UPDATED: ASCO: Bayer's Nexavar gets boost, while Roche's Avastin reports mixed

This year's American Society of Clinical Oncology (ASCO) conference provided plenty of headlines over the weekend, and the Fierce team was in Chicago to capture the announcements, presentations and research results. Here's a roundup of news from the past few days for approved drugs, comprising highlights from FierceBiotech's weekend coverage as well as recent releases.

  • For Roche ($RHHBY), combining blockbuster Avastin with other cancer treatments has met with mixed results. At ASCO, investigators highlighted a distinct advantage in adding the therapy to chemo for cervical cancer, but they found no survival advantage when adding it to chemo for glioblastoma, an aggressive form of brain cancer. For women with metastatic or relapsed cervical cancer, adding Avastin took the overall median survival rate to 17 months from 13.3 in the chemo-only group. But with glioblastoma, adding the drug decreased the rate of overall survival and increased side effects for patients. Story | Cervical cancer release | Glioblastoma release

  • Sales of Bayer's Nexavar may get a boost from recent results. Sunday, investigators told ASCO-goers that the therapy nearly doubled progression-free survival of treatment-resistant thyroid cancer patients. The drug took the survival median to 10.8 months from 5.8. Bayer and Onyx ($ONXX) say they are now looking to file for an approval in the U.S. and Europe, which analysts project could add about $200 million a year in sales. That should boost total sales to about $900 million this year. Story | Release

  • Two may be better than one when it comes to using immunotherapies to treat melanoma.
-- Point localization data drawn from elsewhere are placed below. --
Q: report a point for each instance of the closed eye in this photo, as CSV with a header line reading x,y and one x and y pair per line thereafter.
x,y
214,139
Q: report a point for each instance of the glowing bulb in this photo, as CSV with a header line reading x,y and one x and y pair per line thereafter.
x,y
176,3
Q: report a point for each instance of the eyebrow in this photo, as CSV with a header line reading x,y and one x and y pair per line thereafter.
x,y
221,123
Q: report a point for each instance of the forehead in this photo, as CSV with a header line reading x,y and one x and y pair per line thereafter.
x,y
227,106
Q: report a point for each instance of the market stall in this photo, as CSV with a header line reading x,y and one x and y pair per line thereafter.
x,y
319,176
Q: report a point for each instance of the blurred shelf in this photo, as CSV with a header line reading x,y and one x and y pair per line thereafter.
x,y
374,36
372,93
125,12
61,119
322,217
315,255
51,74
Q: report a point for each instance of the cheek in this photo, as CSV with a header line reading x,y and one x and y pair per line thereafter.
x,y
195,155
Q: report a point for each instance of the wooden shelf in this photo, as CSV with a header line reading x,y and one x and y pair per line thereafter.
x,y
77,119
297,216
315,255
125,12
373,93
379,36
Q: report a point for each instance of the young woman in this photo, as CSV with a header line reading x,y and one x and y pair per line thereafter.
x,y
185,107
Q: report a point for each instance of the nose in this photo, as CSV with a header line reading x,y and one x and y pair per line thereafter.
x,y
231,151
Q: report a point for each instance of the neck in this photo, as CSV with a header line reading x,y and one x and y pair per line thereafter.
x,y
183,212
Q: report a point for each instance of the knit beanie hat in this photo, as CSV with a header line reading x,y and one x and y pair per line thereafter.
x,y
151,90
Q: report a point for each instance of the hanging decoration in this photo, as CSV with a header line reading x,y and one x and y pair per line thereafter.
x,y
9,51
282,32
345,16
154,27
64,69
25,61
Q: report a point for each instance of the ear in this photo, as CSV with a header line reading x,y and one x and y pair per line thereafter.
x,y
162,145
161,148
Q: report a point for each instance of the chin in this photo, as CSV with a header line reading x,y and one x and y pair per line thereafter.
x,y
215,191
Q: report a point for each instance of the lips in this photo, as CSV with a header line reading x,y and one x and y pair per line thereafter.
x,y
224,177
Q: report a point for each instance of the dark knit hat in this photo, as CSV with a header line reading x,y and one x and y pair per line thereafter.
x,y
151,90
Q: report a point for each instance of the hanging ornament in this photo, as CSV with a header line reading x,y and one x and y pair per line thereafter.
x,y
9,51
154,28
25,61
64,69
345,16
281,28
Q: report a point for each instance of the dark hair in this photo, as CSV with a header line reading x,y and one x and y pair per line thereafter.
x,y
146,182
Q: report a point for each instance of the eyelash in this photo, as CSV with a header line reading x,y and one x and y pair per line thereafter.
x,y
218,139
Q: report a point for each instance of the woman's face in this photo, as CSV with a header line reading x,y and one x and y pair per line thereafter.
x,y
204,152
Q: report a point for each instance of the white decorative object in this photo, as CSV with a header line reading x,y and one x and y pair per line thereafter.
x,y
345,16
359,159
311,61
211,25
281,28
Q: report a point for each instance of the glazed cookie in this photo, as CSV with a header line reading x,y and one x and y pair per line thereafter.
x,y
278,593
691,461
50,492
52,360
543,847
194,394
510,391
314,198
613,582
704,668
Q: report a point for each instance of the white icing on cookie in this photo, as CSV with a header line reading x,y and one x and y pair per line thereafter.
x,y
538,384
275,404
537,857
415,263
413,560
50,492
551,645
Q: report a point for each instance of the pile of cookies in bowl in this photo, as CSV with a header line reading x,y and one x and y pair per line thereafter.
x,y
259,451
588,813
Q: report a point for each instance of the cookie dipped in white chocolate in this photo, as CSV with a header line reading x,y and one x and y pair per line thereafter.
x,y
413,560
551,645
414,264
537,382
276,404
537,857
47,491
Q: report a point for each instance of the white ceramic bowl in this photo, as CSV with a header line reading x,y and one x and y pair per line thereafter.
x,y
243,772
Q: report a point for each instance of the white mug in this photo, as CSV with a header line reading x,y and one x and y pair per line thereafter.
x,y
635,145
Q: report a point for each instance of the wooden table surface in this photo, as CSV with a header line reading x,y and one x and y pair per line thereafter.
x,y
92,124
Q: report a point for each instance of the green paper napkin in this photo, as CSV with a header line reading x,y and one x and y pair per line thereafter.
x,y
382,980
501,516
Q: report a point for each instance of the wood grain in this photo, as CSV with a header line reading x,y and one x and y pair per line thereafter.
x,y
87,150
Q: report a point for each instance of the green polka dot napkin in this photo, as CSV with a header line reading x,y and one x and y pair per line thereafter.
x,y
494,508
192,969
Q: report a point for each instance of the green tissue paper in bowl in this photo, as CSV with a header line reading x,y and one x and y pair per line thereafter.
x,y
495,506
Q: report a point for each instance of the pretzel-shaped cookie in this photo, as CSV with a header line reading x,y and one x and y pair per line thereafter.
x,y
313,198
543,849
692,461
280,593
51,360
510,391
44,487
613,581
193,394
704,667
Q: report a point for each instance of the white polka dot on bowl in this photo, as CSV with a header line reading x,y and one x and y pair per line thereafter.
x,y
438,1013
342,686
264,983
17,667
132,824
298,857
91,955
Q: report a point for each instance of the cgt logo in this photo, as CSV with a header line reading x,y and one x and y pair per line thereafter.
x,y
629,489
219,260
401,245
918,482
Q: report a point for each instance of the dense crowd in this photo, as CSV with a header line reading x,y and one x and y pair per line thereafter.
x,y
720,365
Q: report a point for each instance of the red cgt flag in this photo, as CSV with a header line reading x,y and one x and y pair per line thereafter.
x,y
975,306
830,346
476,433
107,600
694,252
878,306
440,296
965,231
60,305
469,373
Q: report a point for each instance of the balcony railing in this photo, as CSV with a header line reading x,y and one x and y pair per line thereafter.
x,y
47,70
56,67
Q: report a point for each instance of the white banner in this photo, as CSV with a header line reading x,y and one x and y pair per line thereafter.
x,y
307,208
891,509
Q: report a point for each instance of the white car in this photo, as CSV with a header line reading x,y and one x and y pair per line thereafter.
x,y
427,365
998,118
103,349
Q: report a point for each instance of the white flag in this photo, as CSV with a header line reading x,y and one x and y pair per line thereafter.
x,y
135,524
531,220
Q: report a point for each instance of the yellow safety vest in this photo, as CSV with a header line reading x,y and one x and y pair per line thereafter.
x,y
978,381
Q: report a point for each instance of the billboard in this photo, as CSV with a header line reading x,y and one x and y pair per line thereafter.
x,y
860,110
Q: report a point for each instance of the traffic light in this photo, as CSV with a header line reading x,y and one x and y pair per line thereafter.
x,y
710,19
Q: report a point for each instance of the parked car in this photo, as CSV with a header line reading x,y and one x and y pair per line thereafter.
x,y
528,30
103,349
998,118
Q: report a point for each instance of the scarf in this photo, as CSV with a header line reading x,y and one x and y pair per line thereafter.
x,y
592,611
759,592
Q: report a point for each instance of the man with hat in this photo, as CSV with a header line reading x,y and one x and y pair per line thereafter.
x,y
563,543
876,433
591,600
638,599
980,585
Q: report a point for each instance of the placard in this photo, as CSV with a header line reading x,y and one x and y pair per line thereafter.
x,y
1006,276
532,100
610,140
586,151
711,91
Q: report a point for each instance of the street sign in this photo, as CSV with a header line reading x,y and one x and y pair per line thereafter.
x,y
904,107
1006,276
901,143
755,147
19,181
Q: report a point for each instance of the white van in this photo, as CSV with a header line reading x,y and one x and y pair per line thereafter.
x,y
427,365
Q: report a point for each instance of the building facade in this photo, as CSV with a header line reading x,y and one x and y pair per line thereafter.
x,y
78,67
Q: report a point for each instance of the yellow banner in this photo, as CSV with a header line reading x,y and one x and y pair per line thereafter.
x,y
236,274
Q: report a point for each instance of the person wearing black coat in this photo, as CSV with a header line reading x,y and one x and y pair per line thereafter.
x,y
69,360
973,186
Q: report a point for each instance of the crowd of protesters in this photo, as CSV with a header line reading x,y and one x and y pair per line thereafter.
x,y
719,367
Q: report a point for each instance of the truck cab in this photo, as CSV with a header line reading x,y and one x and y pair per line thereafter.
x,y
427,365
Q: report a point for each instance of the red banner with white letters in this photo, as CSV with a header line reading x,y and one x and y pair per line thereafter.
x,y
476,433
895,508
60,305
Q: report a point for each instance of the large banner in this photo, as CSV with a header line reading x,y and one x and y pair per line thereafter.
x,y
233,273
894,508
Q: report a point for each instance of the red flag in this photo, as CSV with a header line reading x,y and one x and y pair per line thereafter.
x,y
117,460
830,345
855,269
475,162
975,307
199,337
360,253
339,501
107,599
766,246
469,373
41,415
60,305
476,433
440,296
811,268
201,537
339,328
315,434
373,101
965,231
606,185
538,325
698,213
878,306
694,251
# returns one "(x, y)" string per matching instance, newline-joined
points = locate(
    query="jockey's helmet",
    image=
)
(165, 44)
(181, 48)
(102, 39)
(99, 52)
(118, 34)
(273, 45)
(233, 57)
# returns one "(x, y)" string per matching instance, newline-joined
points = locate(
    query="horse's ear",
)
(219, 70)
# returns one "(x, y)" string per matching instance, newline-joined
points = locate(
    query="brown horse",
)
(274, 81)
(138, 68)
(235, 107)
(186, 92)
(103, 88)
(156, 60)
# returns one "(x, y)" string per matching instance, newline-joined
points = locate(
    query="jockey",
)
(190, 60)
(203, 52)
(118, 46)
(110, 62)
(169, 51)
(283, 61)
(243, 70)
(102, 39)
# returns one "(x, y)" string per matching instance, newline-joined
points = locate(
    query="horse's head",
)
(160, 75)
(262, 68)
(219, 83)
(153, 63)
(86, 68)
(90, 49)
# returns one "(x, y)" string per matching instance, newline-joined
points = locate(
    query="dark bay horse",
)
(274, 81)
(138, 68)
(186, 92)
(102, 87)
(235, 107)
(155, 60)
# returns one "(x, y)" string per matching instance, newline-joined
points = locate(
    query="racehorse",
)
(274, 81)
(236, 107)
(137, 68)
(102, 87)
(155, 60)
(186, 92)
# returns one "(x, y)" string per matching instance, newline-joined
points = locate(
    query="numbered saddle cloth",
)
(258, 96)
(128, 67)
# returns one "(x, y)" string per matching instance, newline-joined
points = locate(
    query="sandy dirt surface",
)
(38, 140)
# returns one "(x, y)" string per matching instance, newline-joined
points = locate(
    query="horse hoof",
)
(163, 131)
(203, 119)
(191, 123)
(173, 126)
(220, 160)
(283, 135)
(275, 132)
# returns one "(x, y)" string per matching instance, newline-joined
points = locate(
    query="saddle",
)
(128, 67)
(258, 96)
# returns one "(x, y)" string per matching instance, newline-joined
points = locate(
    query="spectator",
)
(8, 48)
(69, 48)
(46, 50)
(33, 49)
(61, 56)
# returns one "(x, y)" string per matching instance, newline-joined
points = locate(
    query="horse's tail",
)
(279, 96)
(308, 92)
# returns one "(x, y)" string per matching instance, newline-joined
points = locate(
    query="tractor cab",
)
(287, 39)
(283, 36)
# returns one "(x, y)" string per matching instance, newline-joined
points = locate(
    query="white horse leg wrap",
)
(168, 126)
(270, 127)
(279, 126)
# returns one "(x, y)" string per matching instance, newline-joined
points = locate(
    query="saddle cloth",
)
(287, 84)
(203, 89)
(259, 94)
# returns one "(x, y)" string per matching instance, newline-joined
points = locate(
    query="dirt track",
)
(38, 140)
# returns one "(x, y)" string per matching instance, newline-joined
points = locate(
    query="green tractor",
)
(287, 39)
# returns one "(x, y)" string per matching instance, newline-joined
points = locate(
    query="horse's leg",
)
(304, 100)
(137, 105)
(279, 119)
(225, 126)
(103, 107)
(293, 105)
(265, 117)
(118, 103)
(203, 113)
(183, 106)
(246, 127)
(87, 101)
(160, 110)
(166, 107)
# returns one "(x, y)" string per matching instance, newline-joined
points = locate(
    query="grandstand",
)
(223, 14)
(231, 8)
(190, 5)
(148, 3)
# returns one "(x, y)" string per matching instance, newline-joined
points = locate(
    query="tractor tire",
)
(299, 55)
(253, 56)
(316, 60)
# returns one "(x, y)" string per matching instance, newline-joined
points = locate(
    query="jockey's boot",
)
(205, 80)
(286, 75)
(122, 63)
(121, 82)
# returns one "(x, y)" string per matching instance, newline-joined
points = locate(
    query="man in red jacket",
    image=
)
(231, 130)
Researchers found that combining Bristol-Myers Squibb's ($BMY) Yervoy with a white blood cell booster from Sanofi ($SNY) kept more than two-thirds of melanoma patients alive after a year of treatment, compared with just half of those who received Yervoy on its own. Researchers were looking to improve Yervoy's melanoma results, for which it received approval in 2011. Bristol saw huge sales growth in the first quarter for Yervoy, up almost 50% to $229 million.  Story

  • Tykerb will not be a treatment for patients with HER2-positive advanced gastric cancer anytime soon, GlaxoSmithKline ($GSK) announced today. A study combining the drug with chemotherapy did not meet its primary endpoint of improved overall survival compared with chemotherapy alone. Release

  • According to Reuters, a British study says the generic drug tamoxifen is more effective at preventing a recurrence of breast cancer if women previously treated for the disease take it for 10 years instead of the recommended 5. The latest findings, presented at ASCO this weekend, say that women who continued taking tamoxifen had a 25% lower recurrence rate and a 23% lower breast cancer mortality rate than those who stopped after 5. While side effects increased with longer use, researchers concluded that those risks were outweighed by the benefits, estimating that 30 breast cancer deaths would be prevented for every endometrial cancer death caused by the drug. Reuters' story

Correction: The ASCO annual meeting in Chicago ends on June 4, according to the group's website, and was not over as of this morning, as this report initially indicated. We apologize for any confusion.